Tuesday, July 19, 2011

What Will You Bring?


I woke up this morning, in bed, on top of my sheets, wearing next to nothing.  No...it was not a traumatic night...it was a hot night.  And not hot in a fun sexual way...but hot as in the overnight low was probably 80 degrees.

My alarm went off at 7am, but I'd already been awake, tossing and turning.  I had been dreaming about fishing...up north (not at my grampa's cabin, but with his fishing gear).  Anyhow, I laid awake in bed, and despite being awake, hit snooze on my alarm several times before actually getting out of bed.  

As I laid there, I thought about what I was going to bring to this day.  Everyone has an obligation to bring something to each day...but it should ultimately be their decision.  (note: the word obligation is a big one...it might not be the word I am looking for, as I don't like feeling obligated to anyone).  Regardless, in order for society to work (better), we all need to contribute something positive each day.  What was my contribution going to be?

Endless amounts of energy and smiles?  I doubt it.  I'm so effing tired...and have been for a while.  Laughter?  Ideally, yes.  But who can make that guarantee?  I laid there a while longer, thinking about how I could pose this as a facebook question, but then felt all too self-righteous like a Buddhist poser or something. 

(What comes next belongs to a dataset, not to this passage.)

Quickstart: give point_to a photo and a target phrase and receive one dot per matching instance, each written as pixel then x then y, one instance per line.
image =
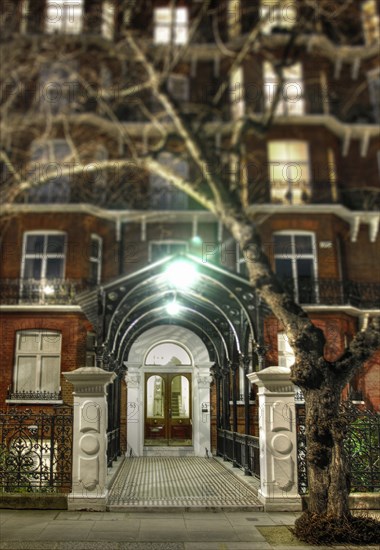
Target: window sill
pixel 32 401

My genuine self.  That's what I will bring today.  I try to bring my genuine most real self everyday, and I think I do a pretty decent job of it (those who've seen my mood swing can attest that I don't always hold back my emotions).  If I bring my true, most genuine real self to the world today, I have to believe that things will be okay.  

Everything happens for a reason, whether it is part of God's plan or it's just in the stars.  Even the things that really suck (natural and unnatural disasters) happen for a reason.  If I didn't believe that, I don't think I'd make it.  I don't know why things happen as they do, and I don't know why I react and feel the way that I do.... but for now, all I can do is take it in stride.  All I can do is accept my feelings and the world around me as they are.  Yes, things need to change (my feelings and the world), but being too quick to judge isn't going to get anyone anywhere. 

I really believe that in this world, love is a crucial component to making things work, grow, inspire, and be.  It may not be love from another, but loving one's self is a good place to start.  In the end, that's all we really have.


1 comment:

Greg Laden said...

I don't think everything happens for a reason, and as an atheist I'm not too interested in gods plan and all, but I do know that the reason that I love you and cherish our friendship is because you always bring your genuine self to the day, as far as I know.